Community discussions

MikroTik App
 
axotik
Frequent Visitor
Frequent Visitor
Topic Author
Posts: 51
Joined: Sun May 09, 2021 12:25 am

VPN using L2TP speed

Sat May 06, 2023 7:16 pm

I am using iperf in linux to test the speed between 2 remote locations (remote as in the Atlantic ocean in between).
Location 1 (linux server behind a Mikrotik CRS109-8G-1S-2HnD connected with Ethernet @ 1gbps) WAN speed connection 200Mbps up and down.
Location 2 (linux client on 1gbps ethernet) WAN speed 800Mbps up and down.

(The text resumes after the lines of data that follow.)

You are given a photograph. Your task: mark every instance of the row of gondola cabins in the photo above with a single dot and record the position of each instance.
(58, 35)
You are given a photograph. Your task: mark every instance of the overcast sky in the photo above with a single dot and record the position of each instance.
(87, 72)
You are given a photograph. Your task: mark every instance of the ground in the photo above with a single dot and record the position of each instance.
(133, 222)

Test 1: When i run the test with iperf straight between the client and server, i get 17 mbits/s average.

Test 2: The Mikrotik at location 1 is configured with a VPN using L2TP. I connect to the VPN from a linux Mint client using the L2TP software client and the preshared key in network options.
Once connected to the VPN i can reach the server with a local class C IP.
The iperf tests now averages 7 mbits/s.

Does this sound normal or should i invest some time trying to tweak the Mikrotik settings to see if i get better connection speeds? I use VNC to work on this server and at this speed it is painful to do most tasks and i need the GUI.

Thank you
 
holvoetn
Forum Guru
Forum Guru
Posts: 5322
Joined: Tue Apr 13, 2021 2:14 am
Location: Belgium

Re: VPN using L2TP speed

Sat May 06, 2023 8:06 pm

Probably normal.
The encryption protocol adds overhead to the traffic being send so the useful load becomes a lot less.

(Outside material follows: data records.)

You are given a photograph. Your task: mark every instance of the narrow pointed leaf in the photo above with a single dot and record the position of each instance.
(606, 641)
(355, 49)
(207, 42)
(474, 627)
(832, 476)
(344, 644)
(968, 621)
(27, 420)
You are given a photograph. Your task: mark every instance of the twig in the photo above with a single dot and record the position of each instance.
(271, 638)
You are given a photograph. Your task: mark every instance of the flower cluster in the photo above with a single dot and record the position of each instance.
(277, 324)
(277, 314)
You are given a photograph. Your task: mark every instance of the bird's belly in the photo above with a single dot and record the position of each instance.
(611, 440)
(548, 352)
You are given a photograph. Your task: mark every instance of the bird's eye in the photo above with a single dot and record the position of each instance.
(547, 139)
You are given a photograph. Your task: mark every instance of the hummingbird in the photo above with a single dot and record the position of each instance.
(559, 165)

Can go up to 56% for l2tp and that's more or less what you are seeing.

Try wireguard. Less overhead.
 
axotik
Frequent Visitor
Frequent Visitor
Topic Author
Posts: 51
Joined: Sun May 09, 2021 12:25 am

Re: VPN using L2TP speed

Mon May 08, 2023 5:38 am

Thank you for the clarification @holvoetn
 
Tzafar790
just joined
Posts: 2
Joined: Mon May 08, 2023 2:25 pm
Contact:

Re: VPN using L2TP speed

Mon May 08, 2023 2:32 pm

I am using iperf in linux to test the speed between 2 remote locations (remote as in the Atlantic ocean in between).
Location 1 (linux server behind a Mikrotik CRS109-8G-1S-2HnD connected with Ethernet @ 1gbps) WAN speed connection 200Mbps up and down.
Location 2 (linux client on 1gbps ethernet) WAN speed 800Mbps up and down.

Test 1: When i run the test with iperf straight between the client and server, i get 17 mbits/s average.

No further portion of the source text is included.